The role of the enzyme activation-induced cytidine deaminase (AID) in antibody diversification was discussed by Michael Neuberger (MRC Laboratory of Molecular Biology, Cambridge, UK). Somatic hypermutation and class switch recombination are initiated by AID-mediated deoxycytidine deamination, resulting in a U:G mismatch and uracil excision or mismatch recognition and repair. Whereas AID targeting to a rearranged immunoglobulin gene variable region results in somatic hypermutation, AID mediates class switching at S regions in the immunoglobulin gene constant region. In an effort to understand the molecular basis of this differential activity, Neuberger used a yeast two-hybrid screen and identified CTNNBL1 (beta catenin-like protein 1) as an AID-interacting protein. Interestingly, he found that an AID mutant deficient in CTNNBL1 binding retains deamination activity but is impaired in class switching, suggesting that CTNNBL1 may specifically regulate AID-dependent class switching.
A few talks focused on the role of asymmetric division in cell-fate determination, and provided compelling evidence suggesting that the cell fate determinant Numb is critical in determining lineage commitment in the immune system. Tannishtha Reya (Duke University Medical Center, Durham, USA) used a reporter system that marks Notch expression to study stem-cell commitment, and showed that all of the following are potential outcomes of stem cell division: symmetric renewal; symmetric commitment; and asymmetric division. Interestingly, she found that the relative ratios of the outcomes could be regulated in a context-dependent manner. For instance, she found a normal balance between asymmetric and symmetric division in chronic myeloid leukemia, but increased symmetric renewal in acute myeloid leukemia (AML). Importantly, enforced expression of the Notch signaling antagonist Numb corrected the imbalance in AML, providing a basis for potential future therapies.
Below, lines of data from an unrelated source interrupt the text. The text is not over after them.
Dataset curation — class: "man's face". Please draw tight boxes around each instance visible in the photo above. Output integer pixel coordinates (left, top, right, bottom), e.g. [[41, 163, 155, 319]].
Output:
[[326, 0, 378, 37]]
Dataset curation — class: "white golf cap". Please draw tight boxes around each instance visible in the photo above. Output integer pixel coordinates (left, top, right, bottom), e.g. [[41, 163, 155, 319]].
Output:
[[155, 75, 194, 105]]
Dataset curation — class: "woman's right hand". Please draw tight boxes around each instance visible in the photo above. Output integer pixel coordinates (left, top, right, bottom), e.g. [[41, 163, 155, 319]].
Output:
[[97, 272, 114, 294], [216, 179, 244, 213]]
Steve Reiner (University of Pennsylvania, Philadelphia, USA) and Sarah Russell (University of Melbourne, Australia) also described asymmetric cell division, but in the context of an immune response. Reiner showed that following antigen triggering, T cells become polarized with respect to the immunological synapse they make with the antigen-presenting cell. Cell-fate determinants, such as Numb and the transcription factor T-bet, become localized to the immunological synapse (proximal) side of the cell, whereas protein kinase C-ζ becomes partitioned to the distal side of the cell. Following the first division, factors asymmetrically segregate into the daughter cells, such that the proximal daughter gives rise to effector cells and the distal daughter develops into memory cells. Reiner further speculated that T-bet is responsible for commitment to an effector lineage, whereas the transcirption factor EOMES promotes memory cells. Similarly, Russell showed that the polarity determinants Par complex and Scribble complex antagonize each other to polarize T cells during an immune response. She showed that, whereas cell-surface proteins such as CD8 and LFA1 are not polarized during cell division, Scribble remains proximal and Numb remains distal throughout, thus providing a basis for formation of asymmetric daughter cells.
The immune system has been a rich model for addressing how signal transduction and gene regulation control diverse and fundamental biological processes. This was underscored at the 2008 meeting. We look forward to the next meeting in 2010, and anticipate follow-up to the work reported here as well as new stories on signaling and transcription in the immune system.